LINE社が提供する言論サイト「BLOGOS」(ブロゴス)が5月31日、サービスを終了した。オリジナル記事など一部コンテンツはアーカイブとして残るものの、多くの過去記事は削除され、閲覧できないようになった。運営元のLINEは3月にサービス終了を発表しており「BLOGOSが培ってきたノウハウを、LINEのメディア事業に活かす」としている。
ブロゴスは2009年に「多様な意見を左右の隔たりなく同列に並べること」をモットーに、「提言型ニュースサイト」として運営を開始。

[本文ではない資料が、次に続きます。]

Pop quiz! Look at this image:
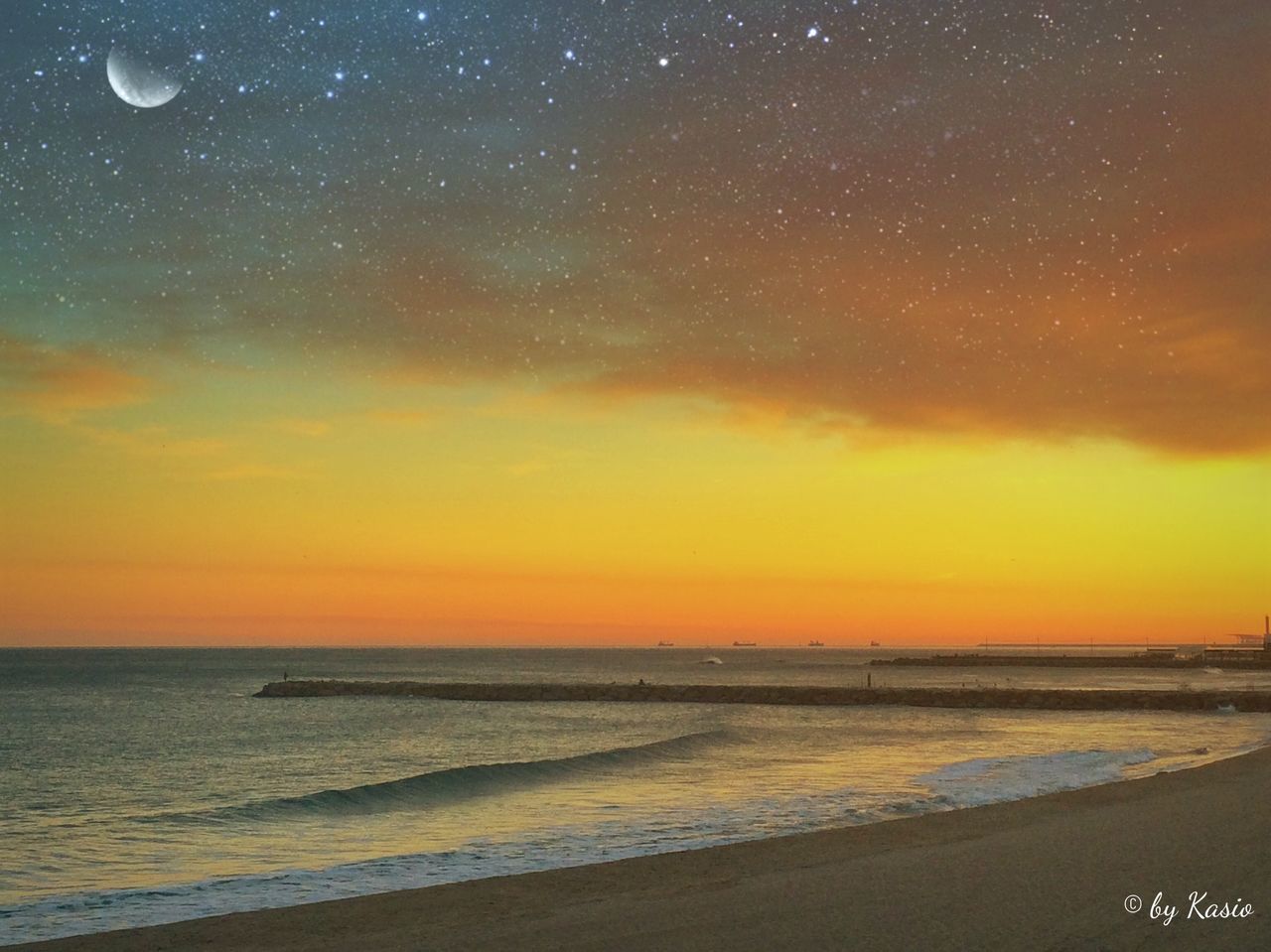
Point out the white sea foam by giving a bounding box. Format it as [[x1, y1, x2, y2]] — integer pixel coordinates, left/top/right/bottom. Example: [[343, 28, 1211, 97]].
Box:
[[916, 748, 1157, 807]]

政治、経済、社会問題からIT・テクノロジーまで、日本が直面する数多くの問題に関する分析・提言を掲載していた。現職の国会議員のブログ内容を転載するといった手法も採用し、バラエティーに富んだ“ネット言論”の空間をユーザーに提供していた。
ブロゴスの広告掲載料などをまとめた「メディアガイド」(2020年10月~12月期)によると、メイン読者は30~40代のビジネスパーソンで、当時は3500万PVだったという。
だが、ブロゴスはその後、誹謗中傷の増加などを理由に、20年にコメント欄を廃止。その結果、「メディアガイド」(2021年7月~9月期)によると、PVは2000万PVに低下していたという。LINEは終了理由を明らかにしていないが、事業の採算性を重視したためとみられる。
LINEは「12年の間多くのオピニオンを発信するなかで、ニュースサイトとして一定の役割を果たせたのではないか」と指摘。「これまでご愛顧いただきました皆さまに厚く御礼申し上げる」とユーザーに謝意を示している。
ネットメディアを巡っては、「TECHCRUNCH JAPAN」「エンガジェット日本版」がサービスを終了した他、スマートニュースの子会社スローニュース(東京都渋谷区)のノンフィクションの定額課金サービス「SlowNews」、note(東京都港区)が運営するコンテンツ配信サイト「cakes」もそれぞれ提供を終了する方針を示している。